Normally this isn't much of an issue, but for some outgoing connections you want to use a specific IP address on your server that has many IP addresses set. An example might be if you have a VPN set up to a remote location and you want to whitelist one IP address, not every single IP address on that server. Windows does not use the first IP address you set in the Network Properties. It instead chooses from that and all alternative IP addresses and guesses what the best one might be to use. This is sometimes not the one you want to use. And if you added an IP address in the future, who's to say it will stay the same and not choose a different one? Then the above firewall rule would become broken.

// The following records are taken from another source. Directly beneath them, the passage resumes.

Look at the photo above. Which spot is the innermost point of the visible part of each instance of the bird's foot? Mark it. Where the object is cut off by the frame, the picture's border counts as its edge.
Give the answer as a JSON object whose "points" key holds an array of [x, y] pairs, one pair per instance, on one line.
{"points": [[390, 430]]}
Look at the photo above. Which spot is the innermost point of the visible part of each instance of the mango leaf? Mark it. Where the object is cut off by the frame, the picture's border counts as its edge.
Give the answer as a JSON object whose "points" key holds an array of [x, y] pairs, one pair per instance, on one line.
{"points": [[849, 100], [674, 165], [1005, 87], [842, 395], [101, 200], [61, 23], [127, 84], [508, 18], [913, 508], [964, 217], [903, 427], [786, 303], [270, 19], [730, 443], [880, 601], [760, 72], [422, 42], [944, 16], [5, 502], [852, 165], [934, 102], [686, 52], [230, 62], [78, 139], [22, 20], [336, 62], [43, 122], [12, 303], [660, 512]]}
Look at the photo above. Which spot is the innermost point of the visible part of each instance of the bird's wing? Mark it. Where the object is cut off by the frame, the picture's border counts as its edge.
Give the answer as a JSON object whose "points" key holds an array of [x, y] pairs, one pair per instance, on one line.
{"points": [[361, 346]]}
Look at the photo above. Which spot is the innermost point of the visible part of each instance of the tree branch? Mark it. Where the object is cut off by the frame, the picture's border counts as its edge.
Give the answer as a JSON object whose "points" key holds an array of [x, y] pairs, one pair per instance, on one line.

Well, luckily, PowerShell to the rescue. There is a property on all IP addresses called "Skip As Source" which is not exposed through the GUI. What it does is allow you exclude an IP address from consideration as the primary / outgoing IP address. You can use Set-NetIPAddress to assign this manually, but we can do better. Using a couple lines of PowerShell, you can create a ps1 script and then run it via a Scheduled Task, say, hourly, so that if at any time in the future you add a new IP address, the primary IP will consistently be correct, at least within an hour.
The script looks like this. Assuming the IP address you want to be primary is 192.168.33.129.
$primaryIP = "192.168.33.129"
Set-NetIPAddress -IPAddress $primaryIP -SkipAsSource $false
Get-NetAdapter | Get-NetIPAddress | ? { $_.IPAddress -ne $primaryIP } | % {
Set-NetIPAddress -IPAddress $_.IPAddress -SkipAsSource $true
}
Now all IP addresses, except the one you are designating as "primary," will be excluded from consideration as primary. We can verify this using...
Get-NetAdapter | Get-NetIPAddress | Select-Object IPAddress,SkipAsSource
Now if you save that segment to a PS1 file, then schedule it to run hourly using the SYSTEM account, your primary IP address is now automated.